In its careful analysis of the 18 U.S.C. § 3553(a) sentencing factors, the district court considered the mitigating impacts of Twine's military service and serious mental health issues. However, the court concluded, the Guidelines “just don't reflect the seriousness” of Twine's assault of a 77-year-old taxi driver, and they “don't adequately reflect the prior conviction for murder [or] the fact that this occurred the very day that you were released.” Further, noting that a within-range sentence would result in a sentence close to time served,2 the district court stated it could not “in good conscience say that Mr. Twine should get out at this point, or get out soon,” because he is still “a significant danger to the community.” Based on these aggravating factors, the district court varied upward and sentenced Twine to 42 months imprisonment, significantly above the top of his advisory guidelines range.

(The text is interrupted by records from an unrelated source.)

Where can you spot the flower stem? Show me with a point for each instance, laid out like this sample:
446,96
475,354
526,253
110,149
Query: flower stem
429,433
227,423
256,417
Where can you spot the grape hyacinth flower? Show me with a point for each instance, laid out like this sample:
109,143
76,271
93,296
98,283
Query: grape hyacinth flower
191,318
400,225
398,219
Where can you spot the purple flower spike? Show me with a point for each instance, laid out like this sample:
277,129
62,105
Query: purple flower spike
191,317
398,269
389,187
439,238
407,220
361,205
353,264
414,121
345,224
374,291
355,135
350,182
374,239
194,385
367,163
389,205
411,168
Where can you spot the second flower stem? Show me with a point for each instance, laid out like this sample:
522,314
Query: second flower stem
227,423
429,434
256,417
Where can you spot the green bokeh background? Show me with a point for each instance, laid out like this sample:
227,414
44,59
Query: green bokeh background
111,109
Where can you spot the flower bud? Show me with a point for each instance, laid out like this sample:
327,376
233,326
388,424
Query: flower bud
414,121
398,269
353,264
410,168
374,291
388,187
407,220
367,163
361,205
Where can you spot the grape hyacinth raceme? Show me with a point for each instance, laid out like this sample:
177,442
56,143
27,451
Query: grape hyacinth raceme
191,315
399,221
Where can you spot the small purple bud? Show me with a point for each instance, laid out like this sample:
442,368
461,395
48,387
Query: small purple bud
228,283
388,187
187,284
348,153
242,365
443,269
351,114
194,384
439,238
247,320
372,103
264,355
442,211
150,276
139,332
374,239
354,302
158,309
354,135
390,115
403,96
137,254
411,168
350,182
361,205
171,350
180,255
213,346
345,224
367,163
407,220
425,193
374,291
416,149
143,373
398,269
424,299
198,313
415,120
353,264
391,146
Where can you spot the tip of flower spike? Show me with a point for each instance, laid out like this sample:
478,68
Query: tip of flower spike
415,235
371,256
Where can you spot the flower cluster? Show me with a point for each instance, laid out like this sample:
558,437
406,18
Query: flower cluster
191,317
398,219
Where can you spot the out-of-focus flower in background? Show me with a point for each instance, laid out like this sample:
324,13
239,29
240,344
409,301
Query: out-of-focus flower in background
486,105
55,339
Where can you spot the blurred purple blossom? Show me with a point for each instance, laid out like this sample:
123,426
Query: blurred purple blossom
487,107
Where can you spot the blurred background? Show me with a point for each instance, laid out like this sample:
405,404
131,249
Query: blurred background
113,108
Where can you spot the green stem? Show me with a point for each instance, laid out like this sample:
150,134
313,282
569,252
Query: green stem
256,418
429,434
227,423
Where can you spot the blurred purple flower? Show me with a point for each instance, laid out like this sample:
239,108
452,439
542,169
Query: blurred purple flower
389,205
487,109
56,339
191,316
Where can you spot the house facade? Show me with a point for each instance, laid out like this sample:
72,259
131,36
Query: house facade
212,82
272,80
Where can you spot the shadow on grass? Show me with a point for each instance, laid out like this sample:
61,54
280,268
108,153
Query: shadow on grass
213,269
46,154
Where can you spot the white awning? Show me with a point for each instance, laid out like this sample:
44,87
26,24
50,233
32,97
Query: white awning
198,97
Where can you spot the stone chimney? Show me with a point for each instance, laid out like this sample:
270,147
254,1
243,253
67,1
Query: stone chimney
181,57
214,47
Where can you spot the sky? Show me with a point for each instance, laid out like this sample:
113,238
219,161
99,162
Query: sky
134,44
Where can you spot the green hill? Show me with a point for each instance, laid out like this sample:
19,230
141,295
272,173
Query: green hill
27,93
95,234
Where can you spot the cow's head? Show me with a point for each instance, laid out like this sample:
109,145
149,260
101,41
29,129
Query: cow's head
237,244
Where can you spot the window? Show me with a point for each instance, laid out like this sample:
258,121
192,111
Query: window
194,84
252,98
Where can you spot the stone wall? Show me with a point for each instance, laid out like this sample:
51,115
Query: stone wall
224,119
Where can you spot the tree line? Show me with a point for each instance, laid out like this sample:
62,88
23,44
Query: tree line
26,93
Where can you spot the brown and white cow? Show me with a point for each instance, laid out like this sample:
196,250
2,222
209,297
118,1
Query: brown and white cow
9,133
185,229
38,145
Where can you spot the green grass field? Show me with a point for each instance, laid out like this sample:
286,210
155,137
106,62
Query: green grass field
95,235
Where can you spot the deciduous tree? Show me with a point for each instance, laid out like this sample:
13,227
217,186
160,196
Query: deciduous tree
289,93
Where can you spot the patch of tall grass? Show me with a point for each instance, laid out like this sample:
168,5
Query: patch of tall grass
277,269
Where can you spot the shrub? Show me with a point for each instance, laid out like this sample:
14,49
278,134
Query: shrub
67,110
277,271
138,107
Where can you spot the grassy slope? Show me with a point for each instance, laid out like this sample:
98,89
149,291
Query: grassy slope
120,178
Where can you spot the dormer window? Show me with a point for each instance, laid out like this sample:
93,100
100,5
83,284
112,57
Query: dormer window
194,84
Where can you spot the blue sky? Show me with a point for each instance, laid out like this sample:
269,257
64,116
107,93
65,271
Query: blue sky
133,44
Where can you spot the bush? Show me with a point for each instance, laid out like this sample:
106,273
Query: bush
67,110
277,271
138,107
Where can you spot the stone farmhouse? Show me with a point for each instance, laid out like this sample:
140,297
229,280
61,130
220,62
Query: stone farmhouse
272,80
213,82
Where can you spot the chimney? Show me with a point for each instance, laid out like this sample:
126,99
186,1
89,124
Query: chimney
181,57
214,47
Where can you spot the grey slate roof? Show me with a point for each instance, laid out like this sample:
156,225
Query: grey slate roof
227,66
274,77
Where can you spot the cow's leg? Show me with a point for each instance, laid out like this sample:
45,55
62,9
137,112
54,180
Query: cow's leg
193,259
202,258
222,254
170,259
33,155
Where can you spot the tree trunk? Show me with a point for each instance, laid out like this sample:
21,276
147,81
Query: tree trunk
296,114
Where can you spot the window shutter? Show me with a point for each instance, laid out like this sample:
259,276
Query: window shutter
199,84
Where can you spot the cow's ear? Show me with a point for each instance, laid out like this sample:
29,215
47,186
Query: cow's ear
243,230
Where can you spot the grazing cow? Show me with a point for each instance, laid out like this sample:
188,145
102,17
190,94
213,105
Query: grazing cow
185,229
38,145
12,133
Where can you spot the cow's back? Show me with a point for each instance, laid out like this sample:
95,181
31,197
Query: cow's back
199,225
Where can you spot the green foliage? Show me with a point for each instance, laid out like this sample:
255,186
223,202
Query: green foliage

We review the substantive reasonableness of Twine's sentence under a deferential abuse-of-discretion standard. United States v. Feemster, 572 F.3d 455, 461 (8th Cir. 2009) (en banc). “A sentencing court abuses its discretion when it fails to consider a relevant factor that should have received significant weight, gives significant weight to an improper or irrelevant factor, or considers only the appropriate factors but commits a clear error of judgment in weighing those factors.” United States v. Hubbs, 18 F.4th 570, 572 (8th Cir. 2021) (quotation omitted).
The district court did not abuse its discretion by varying upward based in part on Twine's Illinois murder conviction and the fact that he committed this offense on his first day of parole. “[A] court may consider a defendant's criminal history even if that history is included in the defendant's criminal history category.” United States v. Barrett, 552 F.3d 724, 727 (8th Cir. 2009). “[A]n upward variance may be warranted where a defendant repeats his or her criminal conduct shortly after completing punishment for a previous offense.” United States v. David, 682 F.3d 1074, 1077 (8th Cir. 2012).
The record does not support Twine's further argument that the district court placed too little weight on the mitigating impact of his serious, untreated mental health issues. The court expressed sympathy for Twine's mental health condition, criticized the failure to provide him mental health treatment while incarcerated in Illinois, and noted that the federal Bureau of Prisons has resources to provide mental health treatment in its facilities. But the court concluded that the circumstances and timing of Twine's vicious assault on E.G. demonstrated that he poses a significant danger to the community and that a sentence close to time served would not sufficiently protect the public. Twine argues that the federal prison system's mental health resources “cannot be the basis for extending a prison sentence” because they are available to defendants on supervised release. The Supreme Court has held that a sentencing court “may not impose or lengthen a prison sentence to enable an offender to complete a treatment program or otherwise to promote rehabilitation.” Tapia v. United States, 564 U.S. 319, 335, 131 S.Ct. 2382, 180 L.Ed.2d 357 (2011). Here, the district court did not lengthen Twine's sentence to enable mental health treatment. It varied upward because Twine is a significant danger to the community and the Guidelines do not adequately account for the seriousness and circumstances of his offense. See United States v. Michels, 49 F.4th 1146, 1149 (8th Cir. 2022); United States v. Clark, 998 F.3d 363, 368-69 (8th Cir. 2021).
The district court in varying upward did not abuse its substantial sentencing discretion. The judgment of the district court is affirmed.
1. The Honorable John A. Ross, United States District Judge for the Eastern District of Missouri.
2. Twine was in federal custody for over thirteen months before sentencing and also received credit for time served in a Missouri jail for the parallel state prosecution that was later dismissed. See 18 U.S.C. § 3585(b).